The daughter of jailed Uighur intellectual Ilham Tohti received the European Parliament Sakharov Prize on his behalf earlier on Wednesday (18 December). Jewher Ilham said she did not even know if her father was still alive years after he was sentenced to life imprisonment for “separatism” in 2014. As the European Parliament called for Tohti to be released “immediately and unconditionally”, his daughter says she hopes the EU’s top human rights award would help her father. The awarding of the Parliament’s Sakharov Prize comes as the United Nations estimates that one million Uighurs – an ethnic minority mostly living in the northwest Chinese state of Xinjiang – are detained in re-educational internment camps.
And while the European Parliament hailed the former economics professor as a “voice of moderation and reconciliation” during the announcement of the award in October, Beijing denounced the move as interference into the country’s internal affairs, referring to Tohti as a “terrorist”. China has been faced with growing international criticism for setting up an extensive network of camps in the Xinjiang region, which is the main pillar of the Communist regime’s systematic campaign of social and cultural reeducation of the predominantly Muslim Uighur population that is forced to reflect China’s majority Han culture.
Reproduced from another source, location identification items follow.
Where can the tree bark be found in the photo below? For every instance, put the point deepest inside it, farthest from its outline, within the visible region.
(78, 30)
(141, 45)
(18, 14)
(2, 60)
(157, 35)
“The last time I heard about my father was 2017, that was also the last time a family visit was granted to my father,” Ilham told the media before receiving the prestigious Sakharov Price in Strasbourg, France. “So that was also the last time my family saw him. I don’t even know if he is alive.” Experts and human rights groups claim more than one million Uighurs and people of other mostly Muslim ethnic minorities have been incarcerated in the camps in the tightly controlled region. In rare coordinated move, a group of 15 Western ambassadors based in Beijing, spearheaded by Canada, are seeking a meeting with the top official in China’s restive Xinjiang region, demanding explanation of alleged rights abuses against ethnic Uighurs.